A friend of mine runs a daily email newsletter called the Woodstock Wire and in this morning's wire was a note that Oracle has released a new tool called "Oracle SQL Developer Data Modeler" - quite a mouthful even for Oracle.



Although I'm not an early adopter kind of guy I decided to take a peek and I'm thinking Oracle might have was "overdone" this one. It's clearly a newer version of Oracle's old school Developer tool and if I had to guess is not going to be taking market share from ERWin anytime soon. Yes it's free, but I tried building a couple tables in the tool and man is it unintuitive. Even the 6 year old version of ERWin I'm using has the ability to drag and drop foreign key relationships from one table to another. I can build tables in a manner of a couple minutes where the new Oracle tool I'm clearly overwhelmed by the complexity. The new tool seems to be targeting folks who know every bit and byte about Oracle whereas ERWin is just a Data Modeling tool which you can use to mock up a logical and physical data model very quickly and pass it off to a DBA who will worry about things like storage parameters and the like. Note: even though the old version of ERWin I have DOES support things like storage clauses I end up never using them as most DBA's will want the forward engineered scripts anyway so that they can do their thing in the model (add their Value).

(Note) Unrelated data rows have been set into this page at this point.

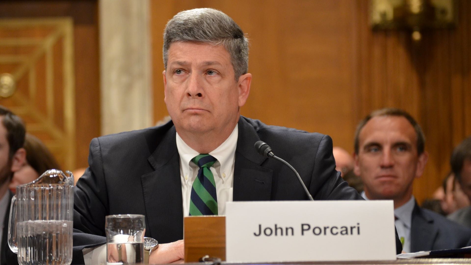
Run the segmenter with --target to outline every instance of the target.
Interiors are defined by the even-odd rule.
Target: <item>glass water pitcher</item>
[[[73,176],[51,169],[16,187],[11,199],[8,244],[20,265],[72,262]]]

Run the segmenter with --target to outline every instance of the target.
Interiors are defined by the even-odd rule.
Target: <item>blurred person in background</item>
[[[7,264],[8,215],[13,194],[8,187],[14,172],[20,170],[26,159],[23,148],[25,130],[19,117],[0,106],[0,265]]]
[[[394,201],[396,227],[406,252],[469,245],[471,230],[419,207],[412,194],[414,180],[428,158],[420,126],[401,109],[372,112],[355,137],[355,173],[363,181],[365,199]]]
[[[13,173],[8,185],[13,193],[16,192],[16,186],[32,182],[48,169],[60,170],[54,156],[36,136],[26,133],[23,148],[26,150],[26,159]]]
[[[335,159],[335,170],[340,172],[343,178],[346,173],[353,169],[353,157],[346,150],[338,146],[332,148],[332,153]]]
[[[462,190],[471,200],[471,137],[463,140],[453,150],[450,164],[456,179],[456,183],[460,185],[459,187],[457,185],[457,192]],[[471,206],[457,210],[449,215],[448,218],[471,227]]]
[[[443,197],[441,199],[440,199],[440,206],[445,215],[451,214],[457,210],[470,206],[469,199],[463,192],[461,185],[453,172],[448,174],[443,180],[441,189],[444,190]]]

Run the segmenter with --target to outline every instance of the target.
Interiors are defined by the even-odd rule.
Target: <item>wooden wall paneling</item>
[[[464,139],[471,136],[471,3],[469,1],[460,2],[462,8],[460,10],[461,21],[460,35],[463,41],[463,87],[464,99],[463,123],[464,123]]]
[[[0,3],[0,17],[71,17],[73,19],[73,57],[75,58],[74,96],[76,128],[75,149],[76,163],[73,167],[88,166],[87,157],[90,141],[100,135],[99,63],[98,50],[97,4],[94,0],[67,0],[64,1],[18,0],[5,0]],[[26,33],[41,37],[43,33],[36,31]],[[25,33],[26,34],[26,33]],[[57,49],[59,49],[57,48]],[[45,63],[41,62],[41,63]],[[55,64],[55,65],[56,64]],[[45,80],[41,71],[43,67],[37,67],[32,75],[40,78],[38,87],[40,91]],[[54,71],[58,70],[54,68]],[[56,72],[55,72],[56,73]],[[57,80],[55,82],[57,82]],[[56,87],[57,86],[54,86]],[[57,92],[57,91],[56,91]],[[61,95],[58,95],[61,96]],[[44,95],[38,95],[36,100],[41,111],[45,108],[41,102]],[[3,104],[3,101],[2,102]],[[61,123],[61,118],[55,116],[56,121]],[[44,135],[37,135],[44,141]],[[57,149],[49,146],[51,149]],[[54,153],[58,160],[61,154]],[[63,163],[61,163],[63,165]],[[66,168],[73,170],[74,168]]]

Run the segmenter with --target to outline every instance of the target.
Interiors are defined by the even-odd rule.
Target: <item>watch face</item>
[[[151,249],[154,247],[157,246],[159,243],[156,240],[150,237],[144,238],[144,249],[146,250]]]

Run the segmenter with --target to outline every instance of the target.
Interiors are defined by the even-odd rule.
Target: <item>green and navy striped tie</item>
[[[210,169],[217,159],[206,154],[198,155],[191,161],[197,165],[200,169],[191,187],[190,215],[218,215],[216,183]]]

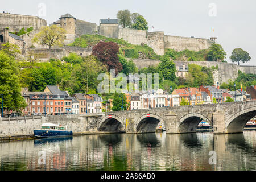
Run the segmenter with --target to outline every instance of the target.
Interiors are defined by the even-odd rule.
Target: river
[[[0,151],[1,171],[256,170],[256,131],[13,140]]]

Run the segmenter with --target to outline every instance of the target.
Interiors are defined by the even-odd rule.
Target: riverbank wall
[[[102,134],[113,132],[99,132],[96,120],[102,114],[72,114],[52,116],[22,116],[0,117],[0,140],[34,139],[34,130],[41,128],[45,123],[58,124],[72,130],[73,135]]]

here's a quick snapshot of the tool and until next time...Rich

Comments

Josh Stafford said…
The issue with ERwin is that it may be a world-leader as a data modelling tool, it doesn't really compete as an enterprise data architecture tool. Just as we wag our fingers at those who propose stovepipe-type applications where the same data is maintained in silos, we, as data architects should realise that ERwin retains its metadata in silos. Each diagram is a silo. If I have ten models, each with the customer entity, I have, effectively ten versions of customer.

Yes, CA attempted to get around this point with their Design Layer Architecture, but from experience, it is so buggy it isn't worth using it. Model corruptions are rife.

And getting CA to help out? Forget it - don't even go there. Their 'help' caused extensive corruptions on models that were previously OK.

Intuitive? Not a chance: I regularly get the error message that says "MM!" - and ask CA what that means and they don't know. I had to paste the error graphic into a window and then the "Support" person asked if I created the graphic.

So... give me SQL Developer Data Modeler even if it isn't intuitive: at least it doesn't corrupt the data models, and I get far better support from Oracle.